Google Domestic Trends: Should You Invest Based On Google Searches?
by editor on Sep.03, 2009, under TechCrunch
Google has launched a new area of Google Finance called “Google Domestic Trends.” Basically, it allows you to look at various sectors of the U.S. economy based on how they are performing in Google’s search index. The idea is that the volume of searches for related queries to a specific segment may “provide unique economic insight,” says Google.
That’s an interesting idea, but does is it actually smart to invest based on one search engine’s data? Google has a few compelling examples for why it could be.
Take a look at the retail sales chart below for the past couple of years. As you can see, the results predicted with the Google Retail Index are clearly closer then the predictions made without it.

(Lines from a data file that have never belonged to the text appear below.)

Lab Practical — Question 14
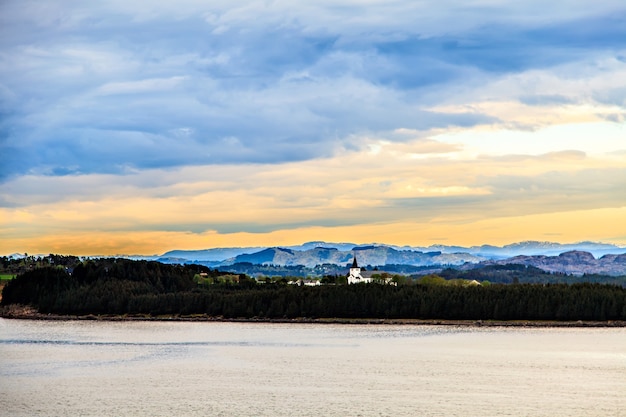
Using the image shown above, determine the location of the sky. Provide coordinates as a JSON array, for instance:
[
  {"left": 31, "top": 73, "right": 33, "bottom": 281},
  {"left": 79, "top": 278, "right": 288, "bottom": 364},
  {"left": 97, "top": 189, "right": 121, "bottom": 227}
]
[{"left": 0, "top": 0, "right": 626, "bottom": 255}]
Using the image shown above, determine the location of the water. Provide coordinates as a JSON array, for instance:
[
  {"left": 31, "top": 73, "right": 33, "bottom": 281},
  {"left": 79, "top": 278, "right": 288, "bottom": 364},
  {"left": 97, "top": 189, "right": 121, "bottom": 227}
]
[{"left": 0, "top": 319, "right": 626, "bottom": 417}]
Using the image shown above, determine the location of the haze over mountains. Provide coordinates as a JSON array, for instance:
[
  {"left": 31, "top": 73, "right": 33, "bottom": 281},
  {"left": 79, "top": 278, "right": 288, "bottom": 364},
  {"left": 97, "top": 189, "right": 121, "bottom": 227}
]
[{"left": 153, "top": 241, "right": 626, "bottom": 275}]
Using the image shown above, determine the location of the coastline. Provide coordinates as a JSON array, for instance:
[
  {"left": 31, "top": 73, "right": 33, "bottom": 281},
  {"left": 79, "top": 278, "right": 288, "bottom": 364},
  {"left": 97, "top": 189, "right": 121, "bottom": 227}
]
[{"left": 0, "top": 305, "right": 626, "bottom": 328}]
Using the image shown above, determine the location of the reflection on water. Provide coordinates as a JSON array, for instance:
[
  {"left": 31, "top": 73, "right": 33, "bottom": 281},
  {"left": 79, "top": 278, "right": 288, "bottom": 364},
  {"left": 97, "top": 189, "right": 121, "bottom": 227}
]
[{"left": 0, "top": 319, "right": 626, "bottom": 416}]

For a while it looks like the data is only marginally closer, but starting in 2009, it’s clear that the data is much closer to the actual results.

This isn’t the first time Google has wondered if its search index could predict economic activity. Back in April, it wrote about it on its research blog. But it’s interesting now that it clearly feels comfortable enough with the results of the data that it’s featuring it on its Finance site.
The actual data Google provides is rather open-ended. For each of the sectors, you can see the overall volume trends and compare it with the Dow Jones, S&P 500, the Nasdaq, or any ticker symbol, but it’s not as easy to compare it to actual trends like Google does in the graph above. Basically, it is putting the information it has out there, and you have to do your own homework with it.
Google continues to revamp its Finance site to make it more useful compared to its more widely-used competitors. Data is the key for all of this, so it’s probably a good idea to at least put it out there and see if investors are interested in seeing this. Other companies like StockTwits are already proving that there’s an appetite for some less than conventional means of investing.
As Gordon Gekko says in Wall Street, “The most valuable commodity I know of is information.”